Separations (Nov 2022)
Polymer-Based Nano-Adsorbent for the Removal of Lead Ions: Kinetics Studies and Optimization by Response Surface Methodology
Abstract
This work successfully created a polypyrrole-polyethyleneimine (PPy-PEI) nano adsorbent for the elimination of the lead ion Pb2+ from an aqueous solution. An efficient conducting polymer-based adsorbent called as was created using ammonium persulfate (NH4)2S2O8 as an oxidant (PPy-PEI). The PEI hyper-branched polymer with terminal amino groups was added to the PPy adsorbent to offer heavy metals more effective chelating sites. Pb2+ removal from aqueous solution using polyethyleneimine micro adsorbent was successfully accomplished using a batch equilibrium technique (PPy-PEI). The generated water-insoluble polymer nanoadsorbent had enough nitrogen atoms; therefore, an effort was made to link PEI, a water-soluble PPy, with PPy, a conjugated polymer, for lead ion adsorption from an aqueous solution. The generated PPy-PEI nanoadsorbents were discovered to have average particle sizes of 18–34 nm and a Brunauer-Emmet-Teller surface area of 17 m2/g, respectively.
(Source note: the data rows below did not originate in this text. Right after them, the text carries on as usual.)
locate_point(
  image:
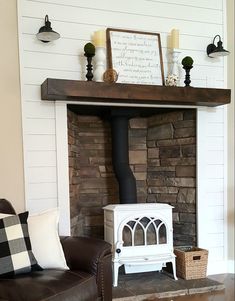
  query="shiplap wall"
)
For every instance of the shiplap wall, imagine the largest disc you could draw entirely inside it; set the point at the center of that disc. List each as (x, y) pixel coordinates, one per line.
(198, 21)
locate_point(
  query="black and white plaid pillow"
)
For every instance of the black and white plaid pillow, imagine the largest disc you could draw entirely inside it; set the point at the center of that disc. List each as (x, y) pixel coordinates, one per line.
(16, 256)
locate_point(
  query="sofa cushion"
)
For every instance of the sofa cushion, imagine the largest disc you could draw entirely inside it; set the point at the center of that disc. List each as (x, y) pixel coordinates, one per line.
(16, 256)
(50, 285)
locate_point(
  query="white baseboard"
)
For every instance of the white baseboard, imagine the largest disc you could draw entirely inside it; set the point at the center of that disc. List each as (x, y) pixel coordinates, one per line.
(231, 266)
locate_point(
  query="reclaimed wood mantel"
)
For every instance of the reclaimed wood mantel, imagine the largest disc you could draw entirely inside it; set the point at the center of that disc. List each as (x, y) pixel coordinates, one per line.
(110, 94)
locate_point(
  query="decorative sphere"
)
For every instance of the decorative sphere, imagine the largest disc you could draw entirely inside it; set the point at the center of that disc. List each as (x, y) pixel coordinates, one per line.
(110, 76)
(89, 49)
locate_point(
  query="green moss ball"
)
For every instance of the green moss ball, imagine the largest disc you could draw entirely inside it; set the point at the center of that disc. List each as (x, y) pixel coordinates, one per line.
(187, 61)
(89, 49)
The thermal behavior of the composites was investigated using thermo gravimetric and differential scanning calorimetric methods. The lead ion adsorption efficacy of pure polypyrrole was found to be 38%; however, a batch equilibrium technique employing nanoadsorbent revealed with the maximum adsorption capacity of 75.60 mg g−1. At pH 10 and 30 min of contact time at 50 °C, 0.2 g of adsorption was shown to be the ideal dosage. X-ray diffraction analysis, energy-dispersive ray spectroscopy, and Fourier transform infrared ray spectrum support the lead ion adsorption by PPy-PEI nanoadsorbents. The cauli-like structure was visible using field emission scanning electron microscopy. Studying the thermodynamic showed that the adsorption was endothermic as illustrated from the positive value of value of ΔH° is 1.439 kJ/mol which indicates that the uptake of Pb2+ onto nanoadsorbent PPy-PEI could be attributed to a physical adsorption process. According to the values of ΔG°, the adsorption process was spontaneous at all selected temperatures. The positive value of ΔS° value (43.52 j/mol) suggested an increase in the randomness at the solid/solution interface during the adsorption process. The adsorption data meet the pseudo-second-order kinetic model and suited the Langumuir isothermal model effectively.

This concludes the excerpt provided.